Dictionary of National Biography, 1885-1900/Symes, Michael
SYMES, MICHAEL (1753?–1809), soldier and diplomatist, born about 1753, entered the army about 1787, and went to India in the following year with the newly raised 76th (now 2nd battalion West Riding) regiment. He served as aide-de-camp to Major-general T. Musgrave at Madras in 1791, became captain in 1793, and lieutenant-colonel in 1800. In 1795 he was sent by the governor-general (Sir John Shore) on a mission to Burma (Calcutta Gazette, 21 Jan. 1796), and obtained from ‘the Emperor of Ava’ a royal order permitting a British agent to reside at Rangoon to protect the interests of British subjects.
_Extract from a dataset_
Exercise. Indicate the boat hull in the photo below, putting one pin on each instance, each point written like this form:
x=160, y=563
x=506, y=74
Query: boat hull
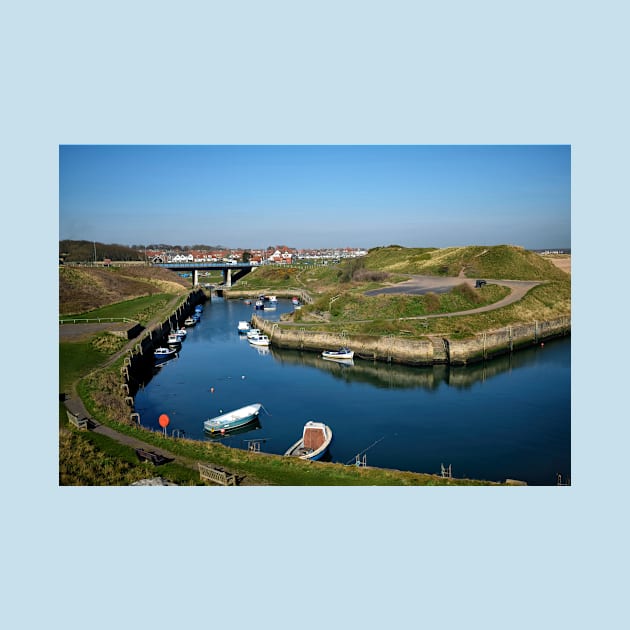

In 1802, his regiment being then at Cawnpore, he was sent by Marquis Wellesley on a second mission to Ava to protest against the demand made by the Burmese governor of Arakan for the surrender of fugitives who had sought refuge in the British district of Chittagong. Proceeding to the capital, he obtained a verbal assurance that the demand should be withdrawn. On the journey back to Calcutta, where he arrived in February 1803, he was treated with scant civility by the Burmese governor of Rangoon (East India Military Calendar). His regiment returned to England in 1806, and was sent in 1808 to Spain. Symes behaved with great gallantry during Sir John Moore's retreat to Coruña, but suffered from the hardships of the campaign, and died on the way home, on board the transport Mary, on 22 Jan. 1809. His body was taken from Portsmouth to Rochester, and buried in St. Margaret's Church on 3 Feb. 1809.
When on leave in England Colonel Symes married, on 18 Feb. 1801, Jemima, daughter of Paul Pilcher of Rochester. Symes's widow married Sir Joseph de Courcy Laffan [q. v.], and died on 18 Aug. 1835, aged 64.
Symes wrote: ‘An Account of an Embassy to the Kingdom of Ava sent by the Governal-General of India in 1795,’ London, 1800.
[European Mag. 1809; Calcutta Gazette; East India Military Cal.; Official Memo. by Arthur P. Phayre, Rangoon, 5 Nov. 1861.]